Karin Keuter ist „Miss Deaf World 2012“ oder Meppenerin Karin Keuter schönste „Gehörlose“ der Welt
Einmal im Jahr schlagen die Männerherzen höher. In Prag, der goldenen Stadt, steigt die „Party“ des Jahres, und man sieht die hübschesten Mädels aus aller Welt gleichzeitig an einem Ort. Jedes Land schickt sein hörgeschädigtes Mädchen und von allen Teilnehmerinnen werden die drei Schönsten gewählt. Diese Veranstaltung wird „Miss Deaf World“ genannt, findet aber weltweit bei den Hörgeschädigten nur wenig Beachtung. Völlig zu Unrecht, da sie auf einem viel höheren Niveau liegt als die üblichen Miss-Wahlen der Gehörlosen. Dafür schenkten die Hörenden der „Miss Deaf World“ sehr viel Aufmerksamkeit – mehr als die Hälfte der Zuschauer war hörend, fast täglich berichtete die tschechische und internationale Presse darüber und zahlreiche namhafte Sponsoren unterstützten das Ereignis.
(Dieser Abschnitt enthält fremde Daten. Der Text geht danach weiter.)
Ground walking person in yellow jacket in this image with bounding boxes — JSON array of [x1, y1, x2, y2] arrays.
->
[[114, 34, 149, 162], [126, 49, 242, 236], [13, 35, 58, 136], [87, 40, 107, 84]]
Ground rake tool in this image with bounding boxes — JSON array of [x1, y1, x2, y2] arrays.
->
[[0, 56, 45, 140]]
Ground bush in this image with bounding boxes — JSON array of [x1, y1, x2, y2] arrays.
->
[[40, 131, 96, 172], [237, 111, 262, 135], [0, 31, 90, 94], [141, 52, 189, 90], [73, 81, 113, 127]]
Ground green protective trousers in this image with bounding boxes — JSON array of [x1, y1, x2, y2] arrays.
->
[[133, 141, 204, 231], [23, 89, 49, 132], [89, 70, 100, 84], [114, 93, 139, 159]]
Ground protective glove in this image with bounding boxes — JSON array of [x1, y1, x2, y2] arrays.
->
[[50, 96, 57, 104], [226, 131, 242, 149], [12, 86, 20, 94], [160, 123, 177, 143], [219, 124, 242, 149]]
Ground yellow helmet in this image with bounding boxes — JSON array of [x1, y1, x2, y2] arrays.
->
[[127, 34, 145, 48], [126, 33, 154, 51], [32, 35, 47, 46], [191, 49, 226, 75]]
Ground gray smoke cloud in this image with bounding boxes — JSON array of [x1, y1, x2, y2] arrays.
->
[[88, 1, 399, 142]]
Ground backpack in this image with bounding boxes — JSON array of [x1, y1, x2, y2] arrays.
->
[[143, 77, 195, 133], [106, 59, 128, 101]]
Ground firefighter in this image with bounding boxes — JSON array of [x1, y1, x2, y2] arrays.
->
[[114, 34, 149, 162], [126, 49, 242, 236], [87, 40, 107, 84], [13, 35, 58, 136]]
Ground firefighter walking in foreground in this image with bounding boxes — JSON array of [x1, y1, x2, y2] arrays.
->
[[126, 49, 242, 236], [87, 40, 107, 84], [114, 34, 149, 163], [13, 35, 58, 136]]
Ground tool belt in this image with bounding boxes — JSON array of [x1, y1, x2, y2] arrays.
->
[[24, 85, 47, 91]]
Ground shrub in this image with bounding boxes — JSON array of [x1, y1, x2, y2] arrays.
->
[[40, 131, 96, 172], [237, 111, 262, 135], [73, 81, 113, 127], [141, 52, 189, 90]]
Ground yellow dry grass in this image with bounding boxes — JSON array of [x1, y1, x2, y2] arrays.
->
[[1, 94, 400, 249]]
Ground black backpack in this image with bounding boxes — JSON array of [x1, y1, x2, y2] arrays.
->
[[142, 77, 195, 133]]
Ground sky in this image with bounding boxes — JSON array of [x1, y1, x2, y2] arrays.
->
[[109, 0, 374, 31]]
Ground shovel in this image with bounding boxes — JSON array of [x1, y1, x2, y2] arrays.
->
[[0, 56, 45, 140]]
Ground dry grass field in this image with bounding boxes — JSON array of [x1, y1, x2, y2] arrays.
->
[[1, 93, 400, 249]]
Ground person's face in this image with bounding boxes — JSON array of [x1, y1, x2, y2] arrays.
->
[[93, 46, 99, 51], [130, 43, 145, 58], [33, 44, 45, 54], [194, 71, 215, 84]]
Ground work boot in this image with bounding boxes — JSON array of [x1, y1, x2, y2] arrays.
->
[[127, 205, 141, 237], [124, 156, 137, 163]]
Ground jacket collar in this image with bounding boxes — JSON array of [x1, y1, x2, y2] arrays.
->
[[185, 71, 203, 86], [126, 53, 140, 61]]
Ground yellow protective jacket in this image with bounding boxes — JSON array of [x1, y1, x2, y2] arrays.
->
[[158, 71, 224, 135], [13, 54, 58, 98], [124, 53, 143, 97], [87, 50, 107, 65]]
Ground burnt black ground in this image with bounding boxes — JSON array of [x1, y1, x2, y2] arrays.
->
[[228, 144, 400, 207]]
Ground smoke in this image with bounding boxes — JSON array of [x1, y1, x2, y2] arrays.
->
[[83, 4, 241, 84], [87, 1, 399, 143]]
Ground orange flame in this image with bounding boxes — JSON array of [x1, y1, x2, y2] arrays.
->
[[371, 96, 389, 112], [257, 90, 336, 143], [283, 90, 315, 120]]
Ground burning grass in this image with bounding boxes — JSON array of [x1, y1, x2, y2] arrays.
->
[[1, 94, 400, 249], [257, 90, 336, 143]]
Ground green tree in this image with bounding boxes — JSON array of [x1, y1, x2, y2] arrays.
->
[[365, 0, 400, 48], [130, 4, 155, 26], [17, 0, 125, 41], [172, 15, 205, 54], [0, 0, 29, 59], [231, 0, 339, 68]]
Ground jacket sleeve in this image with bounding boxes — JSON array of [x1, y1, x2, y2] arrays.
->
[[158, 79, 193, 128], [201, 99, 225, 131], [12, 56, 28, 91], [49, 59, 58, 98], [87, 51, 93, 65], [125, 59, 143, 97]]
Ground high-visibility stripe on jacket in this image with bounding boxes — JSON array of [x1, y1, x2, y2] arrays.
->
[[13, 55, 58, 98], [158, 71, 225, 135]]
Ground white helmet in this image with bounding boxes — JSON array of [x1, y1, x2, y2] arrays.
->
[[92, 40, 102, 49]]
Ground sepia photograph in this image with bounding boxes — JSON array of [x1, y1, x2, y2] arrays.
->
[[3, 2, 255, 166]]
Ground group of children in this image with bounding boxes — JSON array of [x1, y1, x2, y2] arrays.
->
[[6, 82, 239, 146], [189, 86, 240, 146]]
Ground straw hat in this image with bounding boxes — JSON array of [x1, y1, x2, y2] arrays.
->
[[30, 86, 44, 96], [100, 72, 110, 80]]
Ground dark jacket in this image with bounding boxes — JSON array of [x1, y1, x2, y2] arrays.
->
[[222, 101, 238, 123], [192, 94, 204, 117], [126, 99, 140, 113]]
Auch wenige Hörgeschädigtenverbände zeigten Interesse. Die Einladung zu der Wahl verschwand bei vielen Vereinen in der untersten Schublade. Daher reisten viele Kandidatinnen auf eigene Faust an oder wurden von Jungs angeworben, die auf keinen Fall sich für ihr Land schämen wollten. Von den vielen deutschen Mädchen, die in ganz Deutschland angeschrieben wurden, konnte keine überzeugen – bis die blonde Karin Keuter bei einer Miss Deaf Germany (2011) entdeckt wurde. Die erst 20jährige amtierende Miss Deaf Germany Karin Keuter (2011) war ein Volltreffer. Schwerhörige Karin Keuter gewann auf Anhieb zur Miss Deaf Germany und wurde zur internationalen Wahl angemeldet. Düster sah es dagegen für echte deutsche Gehörlose und Österreich aus. Dort konnte keine einzige hübsche Miss gefunden werden. Wen heiraten die Männer dort eigentlich?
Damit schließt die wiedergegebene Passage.